Anton Corbjin, il fotografo nell'obiettivo

La kermesse si apre con Inside Out, film documento sul lavoro del celebre ritrattista olandese dei giganti del rock

FESTIVAL DEI POPOLI

Anton Corbjin, il fotografo nell'obiettivo

La kermesse si apre con Inside Out, film documento sul lavoro del celebre ritrattista olandese dei giganti del rock

Per l'apertura di quest'anno (sabato 10 novembre, 21.30 al cinema Odeon) il Festival dei Popoli ha scelto di puntare sul bel ritratto che la regista Klaartje Quirijns ha realizzato su uno dei fotografi più celebri del mondo, Anton Corbijn. I più cinefili ricorderanno un suo straordinario film di qualche anno fa, ammantato in uno straniante bianco e nero, «Control», biopic dedicato alla leggenda di Jan Curtis, leader dei Joy Division, una pellicola che ha dimostrato al mondo intero la forza del legame espressivo tra Corbijn e la musica rock, ben al di là del suo lavoro di “ritrattista” ufficiale di giganti assoluti quali U2, Rolling Stones, R.E.M., Depeche Mode, Tom Waits, Nick Cave, Bryan Ferry, e di regista di videoclip per Nirvana e Red Hot Chili Peppers.

Il documentario ci conduce alla scoperta di un uomo e di un artista che vive la propria esistenza come una continua negoziazione tra l'immagine pubblica di un fotografo di successo e la sostanza intima di un uomo schivo e riservato, che ha sempre vissuto con difficoltà le luci dei riflettori e il grande successo commerciale del proprio lavoro, non sempre coinciso con un pieno autoriconoscimento artistico. Tuttavia, nonostante il documentario si concentri molto su questo dissidio apparentemente insanabile, la forza espressiva delle immagini di Corbijn non viene per nulla scalfita dall'attenta illustrazione del suo metodo di lavoro. Anzi.
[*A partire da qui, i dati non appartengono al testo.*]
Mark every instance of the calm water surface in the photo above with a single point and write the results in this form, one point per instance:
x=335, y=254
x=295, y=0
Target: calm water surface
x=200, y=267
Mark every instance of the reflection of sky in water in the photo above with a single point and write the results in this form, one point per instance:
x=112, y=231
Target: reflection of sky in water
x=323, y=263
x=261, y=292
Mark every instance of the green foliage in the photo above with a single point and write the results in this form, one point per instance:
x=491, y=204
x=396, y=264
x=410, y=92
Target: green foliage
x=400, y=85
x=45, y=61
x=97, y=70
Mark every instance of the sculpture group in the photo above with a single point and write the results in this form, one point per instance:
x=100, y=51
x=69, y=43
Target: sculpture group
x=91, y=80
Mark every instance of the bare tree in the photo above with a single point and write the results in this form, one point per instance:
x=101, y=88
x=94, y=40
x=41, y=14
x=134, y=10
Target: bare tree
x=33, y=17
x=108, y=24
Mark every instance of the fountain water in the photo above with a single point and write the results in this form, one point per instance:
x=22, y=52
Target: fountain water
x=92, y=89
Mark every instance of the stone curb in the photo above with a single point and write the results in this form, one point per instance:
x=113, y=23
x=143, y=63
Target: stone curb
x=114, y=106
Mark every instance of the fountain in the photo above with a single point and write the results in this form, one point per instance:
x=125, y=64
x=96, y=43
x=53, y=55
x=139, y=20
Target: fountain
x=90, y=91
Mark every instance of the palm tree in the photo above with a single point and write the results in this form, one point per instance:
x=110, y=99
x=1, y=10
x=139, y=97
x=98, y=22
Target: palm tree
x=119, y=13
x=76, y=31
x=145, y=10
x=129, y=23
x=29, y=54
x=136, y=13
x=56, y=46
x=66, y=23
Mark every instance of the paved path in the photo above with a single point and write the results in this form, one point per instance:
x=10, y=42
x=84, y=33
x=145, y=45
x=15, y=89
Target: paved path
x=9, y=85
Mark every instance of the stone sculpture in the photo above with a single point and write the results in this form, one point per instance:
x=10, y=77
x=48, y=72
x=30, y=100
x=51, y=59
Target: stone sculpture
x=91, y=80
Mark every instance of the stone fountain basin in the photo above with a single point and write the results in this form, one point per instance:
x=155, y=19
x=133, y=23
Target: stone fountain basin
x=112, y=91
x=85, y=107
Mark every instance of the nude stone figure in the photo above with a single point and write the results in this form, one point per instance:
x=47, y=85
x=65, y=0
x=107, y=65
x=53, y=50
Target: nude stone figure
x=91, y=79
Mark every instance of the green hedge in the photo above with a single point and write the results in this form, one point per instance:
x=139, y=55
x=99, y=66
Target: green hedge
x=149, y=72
Il fotografo olandese occupa un posto di primo piano nella produzione di immagini contemporanee perché è riuscito a comunicare attraverso la ritrattistica l'idea di una continuità nel divismo delle rock star, assicurando loro una vita mediatica che sapesse cogliere lo scorrere del tempo, ma sempre all'interno di una figuratività intima e per nulla banale.

Basti pensare alle immagini di Tom Waits, del suo volto sempre più attraversato dalle rughe, e del suo sguardo interrogativo e malinconico, che fa pendant con il suo stile musicale. Oppure alla capacità dimostrata da Corbijn di assecondare i mutevoli cambiamenti che grandi gruppi come gli U2 hanno attraversato durante la loro lunga carriera, con immagini che hanno sintetizzato visivamente la portata di questi passaggi: dall'ascetismo messianico di «The Joshua Tree» al romanticismo decadente di «Achtung Baby», fino all'ecumenismo globalizzato degli ultimi album. Il documentario restituisce in pieno tutto questo, nonché la bravura del fotografo olandese nel veleggiare sicuro lungo l'orizzonte di un mondo in cui arte, media e business sono sempre più intrecciati.